Sometimes small changes can make a big difference.  For the Canadian men’s water polo team the change was simple – move two of ten weekly sessions from their usual training centre, to the CSI Calgary.  It wasn’t until this strategy shift in the fall, along with a recent coaching change and collaboration with staff at the CSI Calgary, that the team’s eyes were opened to the benefits of the institute’s setting and services. 
 
The impact on the team was dramatic.  Long-time veteran and goaltender Robin Randall describes what changed for the team, “At our main venue there weren’t a lot of athletes around and we were a bit isolated, but at CSI Calgary we were able to interact with the other athletes and get to know them.  It created a sense of Team Canada for us, in that we are all Team Canada”.
 
According to the team’s strength coach, Jeff Osadec, this modest change led to a palpable shift in team culture.  “It changed the way they trained, they were now in an environment where they were surrounded by their peers from different sports and became a part of the CSI Calgary system and family.” 
 
CSI Calgary staff worked closely with the team’s coaches and managers.  Osadec’s focus was working on the basics.  He says, “because water polo is a skill-based sport where there isn’t a lot of transfer from the gym to the pool, the emphasis was on getting the athletes fit, strong and able to recover.”  It wasn’t long before everyone noticed a difference.  Randall confirms that, “the work we did with Jeff helped give us more confidence in our strength, which translated to the pool in many ways, like having more stability on defence.” 
 
A new training sequence was worked into the program by physiologist Dr.
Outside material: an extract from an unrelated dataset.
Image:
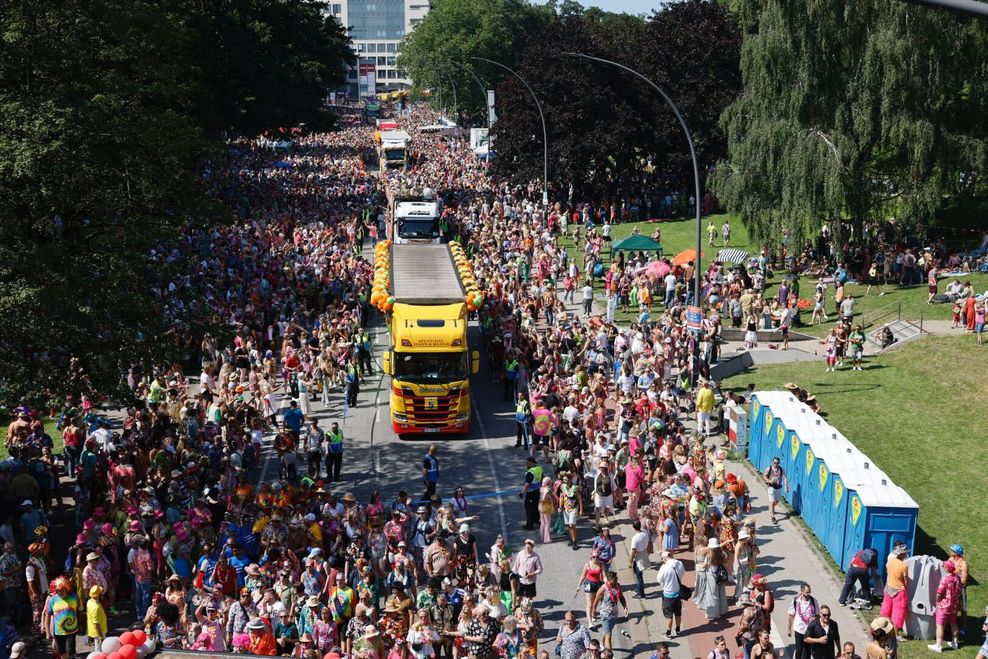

David Smith, and nutritionist Kelly Drager helped the men reach their needs of 5000-7000 calories a day.  John Conway, an attacker, says “the level of expertise and professionalism in all sporting areas across CSI Calgary has given our team the tools we need to compete at an elite level.”
 
At the recent Olympic qualifying tournament in Trieste, Italy, the team fell devastatingly short of earning their ticket to Rio de Janeiro for the 2016 Olympics.  Despite posting a comeback tie against Hungary in the preliminary stages – an unprecedented result that drew praise from other teams – a loss against Spain in the quarterfinals closed the book on this Olympic cycle.  Conway sums up the disappointment that is still sinking in, “The difference in qualifying was one goal.  As much of a heartbreak as that is, it can still be seen as a huge positive as we are within inches of qualifying for the Olympics.” 
 
Even still, there is a bright outlook for the future. “This team is the best we’ve ever fielded” says Randall.  “We’ve never had a team of this quality before; it’s the greatest group of guys ever.” Adds Conway, “Our group has known for a while that we could do great things.  Canada has been, and will continue to be, a top contending team in the sport of water polo.”